Ray Dalio’s Bridgewater Associates Inc. overtook JPMorgan Chase & Co. to become the biggest U.S. hedge-fund manager, even as the firm lost assets during the industry’s worst year, according to a survey.
Bridgewater, based in Westport, Connecticut, managed $38.6 billion on Jan. 1, down 11 percent from July, according to Absolute Return magazine. New York-based JPMorgan, which owns Highbridge Capital Management LLC, ranked second at $32.9 billion, a decline of 26 percent.
“The bulk of hedge funds were delivering returns that were highly correlated with the market,” said Sharath Sury, chief executive officer of S4 Capital LLC, a Chicago-based firm that advises clients on investing. “So when the markets fell, so did their assets.”
Investment returns dropped an average of 19 percent last year, the most on record, according to data compiled by Chicago- based Hedge Fund Research Inc. Hedge-fund assets shrank to $1.2 trillion at the end of 2008 from the June peak of $1.9 trillion on the market losses and investor withdrawals, according to Morgan Stanley analyst Huw van Steenis in London.
Assets at U.S. hedge funds that managed at least $1 billion each fell 32.3 percent in the second half to $1.1 trillion, according to Absolute Return, which is published by London-based HedgeFund Intelligence Ltd.
Paulson & Co., run by John Paulson, rose to third place from fourth.

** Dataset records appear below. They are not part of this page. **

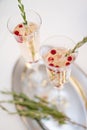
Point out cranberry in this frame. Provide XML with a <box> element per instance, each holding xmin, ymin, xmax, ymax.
<box><xmin>17</xmin><ymin>36</ymin><xmax>23</xmax><ymax>43</ymax></box>
<box><xmin>14</xmin><ymin>31</ymin><xmax>19</xmax><ymax>36</ymax></box>
<box><xmin>55</xmin><ymin>65</ymin><xmax>59</xmax><ymax>68</ymax></box>
<box><xmin>67</xmin><ymin>56</ymin><xmax>72</xmax><ymax>61</ymax></box>
<box><xmin>50</xmin><ymin>49</ymin><xmax>56</xmax><ymax>55</ymax></box>
<box><xmin>48</xmin><ymin>57</ymin><xmax>54</xmax><ymax>61</ymax></box>
<box><xmin>66</xmin><ymin>62</ymin><xmax>70</xmax><ymax>66</ymax></box>
<box><xmin>19</xmin><ymin>24</ymin><xmax>23</xmax><ymax>28</ymax></box>
<box><xmin>49</xmin><ymin>64</ymin><xmax>54</xmax><ymax>66</ymax></box>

The New York-based firm’s assets declined 16 percent to $29 billion, according to the magazine.
Bridgewater’s Pure Alpha fund returned 8.68 percent last year, Absolute Return said on its Web site. Highbridge saw assets drop 32 percent in 2008 from the previous year, the bank said during a Feb. 26 investor presentation. Its multistrategy fund lost 27 percent of its value. The bank said its returns improved in early 2009.
The number of hedge fund firms managing more than $1 billion declined 19 percent to 218, according to the magazine.
Baupost Group LLC, a Boston-based hedge fund run by Seth Klarman, gained the most assets in 2008, with money under management rising 49 percent to $16.8 billion, according to the magazine. Farallon Capital Management LLC, a San Francisco-based firm, lost 44.4 percent of its assets last year, the most among all hedge funds, leaving the company with $20 billion, Absolute Return said.
New York state is home to the largest hedge-fund firms, where 121 firms managing a combined $680 billion are based, according to Alpha magazine. Connecticut ranked second with 29 firms overseeing $149 billion in assets, while California was third with 25 hedge-fund companies managing $96 billion.